Znakomita gra komputerowa jest równie wciągająca, jak lektura publikacji nagrodzonej Nagrodą Nobla bądź ciekawy serial historyczny. Jednakże o ile lektura romansu, oglądanie filmów czy np. układanie skomplikowanych puzzli bywa odbierane pozytywnie, ponieważ ćwiczy umysł, jak również rozbudza wyobraźnię, o tyle nazbyt częste oglądanie filmów oraz siedzenie całymi wieczorami przed monitorem notebooka staje się teraz przedmiotem społecznej krytyki. I pomimo tego że podobno wszytko jest do zaakceptowania, jeśli tylko zachowujemy zasadę umiaru, to jednakże warto trzymać się na baczności.

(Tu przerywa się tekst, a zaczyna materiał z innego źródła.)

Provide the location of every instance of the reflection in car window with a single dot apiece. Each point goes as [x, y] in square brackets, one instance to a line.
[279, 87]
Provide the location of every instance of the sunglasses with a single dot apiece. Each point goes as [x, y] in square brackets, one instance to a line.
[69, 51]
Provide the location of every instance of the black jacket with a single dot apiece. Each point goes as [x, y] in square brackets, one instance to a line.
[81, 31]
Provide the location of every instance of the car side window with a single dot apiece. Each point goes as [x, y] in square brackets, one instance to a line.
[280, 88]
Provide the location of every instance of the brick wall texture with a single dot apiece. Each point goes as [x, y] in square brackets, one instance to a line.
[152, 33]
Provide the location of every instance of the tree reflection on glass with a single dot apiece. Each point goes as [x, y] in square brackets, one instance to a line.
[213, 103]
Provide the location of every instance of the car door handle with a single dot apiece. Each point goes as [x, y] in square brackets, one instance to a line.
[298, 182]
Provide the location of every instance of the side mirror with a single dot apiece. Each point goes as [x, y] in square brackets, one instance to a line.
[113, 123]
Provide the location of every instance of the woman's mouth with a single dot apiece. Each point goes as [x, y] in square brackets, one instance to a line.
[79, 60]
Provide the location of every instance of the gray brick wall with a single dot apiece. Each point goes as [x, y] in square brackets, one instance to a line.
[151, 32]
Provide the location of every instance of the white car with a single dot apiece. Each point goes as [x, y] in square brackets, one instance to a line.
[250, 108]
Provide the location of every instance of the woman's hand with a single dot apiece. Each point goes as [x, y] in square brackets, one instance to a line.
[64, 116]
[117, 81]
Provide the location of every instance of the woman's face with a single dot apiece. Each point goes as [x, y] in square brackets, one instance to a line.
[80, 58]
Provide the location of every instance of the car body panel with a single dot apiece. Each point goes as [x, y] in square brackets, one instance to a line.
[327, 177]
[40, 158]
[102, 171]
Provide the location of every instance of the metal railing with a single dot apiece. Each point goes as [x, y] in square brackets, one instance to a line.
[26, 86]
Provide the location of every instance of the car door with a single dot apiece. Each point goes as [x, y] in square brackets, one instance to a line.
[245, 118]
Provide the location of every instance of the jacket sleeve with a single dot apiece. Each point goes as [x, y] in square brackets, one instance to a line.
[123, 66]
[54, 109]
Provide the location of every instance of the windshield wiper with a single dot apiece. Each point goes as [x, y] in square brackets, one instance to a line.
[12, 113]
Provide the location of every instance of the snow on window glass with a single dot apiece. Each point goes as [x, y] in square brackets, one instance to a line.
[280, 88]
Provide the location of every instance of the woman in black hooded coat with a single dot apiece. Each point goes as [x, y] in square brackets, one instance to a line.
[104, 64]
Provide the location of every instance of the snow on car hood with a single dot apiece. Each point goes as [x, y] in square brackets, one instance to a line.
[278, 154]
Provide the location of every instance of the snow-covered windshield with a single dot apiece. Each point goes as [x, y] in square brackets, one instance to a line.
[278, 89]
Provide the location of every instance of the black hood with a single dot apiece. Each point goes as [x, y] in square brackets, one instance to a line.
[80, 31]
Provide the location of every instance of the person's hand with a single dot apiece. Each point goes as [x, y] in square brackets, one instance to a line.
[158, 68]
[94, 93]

Źródło: http://www.flickr.com
Gry komputerowe emocjonują zarówno osoby po dwudziestce, jak i te sześcioletnie – tak było dawniej i tak jest dzisiaj. Wydawać by się mogło, że tylko faceci oddają się takim pasjom, lecz nic bardziej mylnego – kobiety w sile wieku, jak również kilkunastoletnie podlotki grają na potęgę. Ceny pecetów spadły, dostęp do internetu stał się łatwiejszy, zatem można się bardzo łatwo uzależnić od gier. Współczesne gry zostały tak zaprojektowane, żeby gracz zbyt prędko się nie rozczarował i nie zrezygnował z codziennego zasiadania przed laptopem, a nawet, aby płacił producentowi określone sumy pieniędzy.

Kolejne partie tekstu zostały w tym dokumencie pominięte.